Se o futsal brasileiro está passando por um período de turbulência! O futsal de Santa Catarina também precisa passar por um "choque". Antes de discorrer sobre o assunto, quero deixar claro que a Confederação Brasileira de Futsal está nessa crise pela falta de transparência. Não é o caso do estado barriga-verde. Por aqui, na minha opinião, falta inovação!

A tão propalada tabela de jogos da Divisão Especial de 2015 ainda não foi publicada no site oficial da Federação Catarinense de Futsal. A única coisa que se sabe é que a competição vai começar em maio. Até então, havia a expectativa de iniciar ainda neste mês. Mas a coisa foi protelada por causa da desistência de, ao menos, duas equipes: Rio do Sul e Caça e Tiro de Lages. Essas retiradas ensejam uma nova reunião entre os clubes que ainda permanecem na competição para rediscutir a fórmula de disputa, que inevitavelmente precisa ser revista.

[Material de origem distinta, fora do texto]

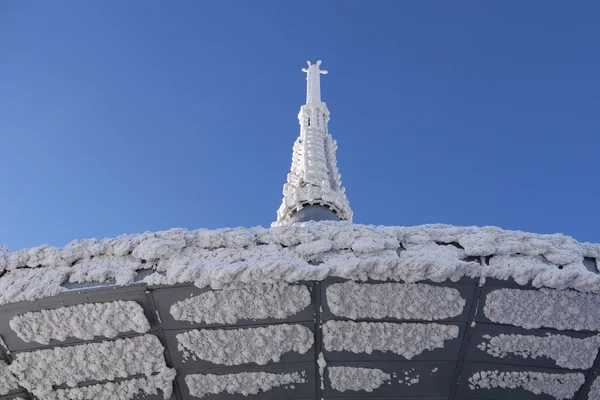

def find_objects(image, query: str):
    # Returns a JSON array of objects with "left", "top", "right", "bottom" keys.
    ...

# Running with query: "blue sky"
[{"left": 0, "top": 1, "right": 600, "bottom": 251}]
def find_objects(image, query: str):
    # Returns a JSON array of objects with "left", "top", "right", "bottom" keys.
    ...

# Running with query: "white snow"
[
  {"left": 469, "top": 371, "right": 585, "bottom": 400},
  {"left": 171, "top": 283, "right": 311, "bottom": 324},
  {"left": 483, "top": 289, "right": 600, "bottom": 331},
  {"left": 9, "top": 335, "right": 166, "bottom": 394},
  {"left": 0, "top": 360, "right": 19, "bottom": 396},
  {"left": 42, "top": 369, "right": 177, "bottom": 400},
  {"left": 9, "top": 301, "right": 150, "bottom": 344},
  {"left": 176, "top": 324, "right": 314, "bottom": 365},
  {"left": 327, "top": 367, "right": 392, "bottom": 392},
  {"left": 323, "top": 321, "right": 458, "bottom": 360},
  {"left": 185, "top": 372, "right": 306, "bottom": 398},
  {"left": 0, "top": 221, "right": 600, "bottom": 304},
  {"left": 326, "top": 282, "right": 466, "bottom": 321},
  {"left": 477, "top": 333, "right": 600, "bottom": 369},
  {"left": 588, "top": 376, "right": 600, "bottom": 400}
]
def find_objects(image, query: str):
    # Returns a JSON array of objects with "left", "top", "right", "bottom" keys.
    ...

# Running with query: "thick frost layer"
[
  {"left": 483, "top": 289, "right": 600, "bottom": 331},
  {"left": 42, "top": 369, "right": 177, "bottom": 400},
  {"left": 176, "top": 324, "right": 314, "bottom": 365},
  {"left": 171, "top": 283, "right": 311, "bottom": 324},
  {"left": 477, "top": 333, "right": 600, "bottom": 369},
  {"left": 10, "top": 301, "right": 150, "bottom": 344},
  {"left": 327, "top": 282, "right": 466, "bottom": 321},
  {"left": 0, "top": 360, "right": 19, "bottom": 396},
  {"left": 327, "top": 367, "right": 392, "bottom": 392},
  {"left": 0, "top": 221, "right": 600, "bottom": 304},
  {"left": 185, "top": 372, "right": 306, "bottom": 398},
  {"left": 469, "top": 371, "right": 585, "bottom": 400},
  {"left": 9, "top": 335, "right": 166, "bottom": 394},
  {"left": 588, "top": 377, "right": 600, "bottom": 400},
  {"left": 323, "top": 321, "right": 458, "bottom": 360}
]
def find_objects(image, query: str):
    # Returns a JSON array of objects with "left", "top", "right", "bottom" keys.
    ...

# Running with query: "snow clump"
[
  {"left": 9, "top": 301, "right": 150, "bottom": 344},
  {"left": 185, "top": 372, "right": 306, "bottom": 398},
  {"left": 176, "top": 324, "right": 314, "bottom": 365},
  {"left": 327, "top": 367, "right": 392, "bottom": 392},
  {"left": 9, "top": 335, "right": 166, "bottom": 397},
  {"left": 327, "top": 282, "right": 466, "bottom": 321},
  {"left": 477, "top": 333, "right": 600, "bottom": 369},
  {"left": 171, "top": 282, "right": 311, "bottom": 324},
  {"left": 483, "top": 289, "right": 600, "bottom": 331},
  {"left": 323, "top": 321, "right": 459, "bottom": 360},
  {"left": 43, "top": 369, "right": 177, "bottom": 400},
  {"left": 469, "top": 371, "right": 585, "bottom": 400}
]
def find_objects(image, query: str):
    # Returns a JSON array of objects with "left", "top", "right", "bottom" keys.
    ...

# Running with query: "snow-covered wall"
[{"left": 0, "top": 222, "right": 600, "bottom": 304}]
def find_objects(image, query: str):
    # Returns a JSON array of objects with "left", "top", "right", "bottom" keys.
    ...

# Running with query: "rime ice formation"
[
  {"left": 171, "top": 283, "right": 311, "bottom": 324},
  {"left": 10, "top": 301, "right": 150, "bottom": 344},
  {"left": 185, "top": 372, "right": 306, "bottom": 398},
  {"left": 469, "top": 371, "right": 585, "bottom": 400},
  {"left": 42, "top": 369, "right": 177, "bottom": 400},
  {"left": 483, "top": 289, "right": 600, "bottom": 331},
  {"left": 0, "top": 221, "right": 600, "bottom": 305},
  {"left": 176, "top": 324, "right": 314, "bottom": 365},
  {"left": 327, "top": 282, "right": 466, "bottom": 321},
  {"left": 273, "top": 61, "right": 352, "bottom": 226},
  {"left": 9, "top": 335, "right": 167, "bottom": 394},
  {"left": 0, "top": 360, "right": 19, "bottom": 396},
  {"left": 587, "top": 377, "right": 600, "bottom": 400},
  {"left": 327, "top": 367, "right": 392, "bottom": 392},
  {"left": 477, "top": 333, "right": 600, "bottom": 369},
  {"left": 323, "top": 321, "right": 458, "bottom": 360}
]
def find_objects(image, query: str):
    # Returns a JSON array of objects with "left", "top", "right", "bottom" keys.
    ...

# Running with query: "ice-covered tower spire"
[{"left": 272, "top": 61, "right": 352, "bottom": 226}]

Soma-se a isso o fato dos clubes da primeira divisão de 2014, que por direito conquistaram a vaga para subir à Especial, mas "arregaram" e preferiram permanecer onde estão também em 2015. Uma novela que vem acontecendo nos últimos anos.

O motivo é o fato da Especial contar com cinco clubes na Liga Nacional, o que corresponde a mais da metade dos times da elite. Para os pequenos que vêm de baixo seria necessário um grande aporte financeiro para fazer frente às equipes com a grife da Liga. Então, para eles, o viável é ficar na primeirinha. Até clubes que estão na Especial e não na Liga estavam pensando em voltar para a Primeira Divisão desse ano, de forma deliberada. O motivo é o mesmo dos que não querem subir, de jeito nenhum.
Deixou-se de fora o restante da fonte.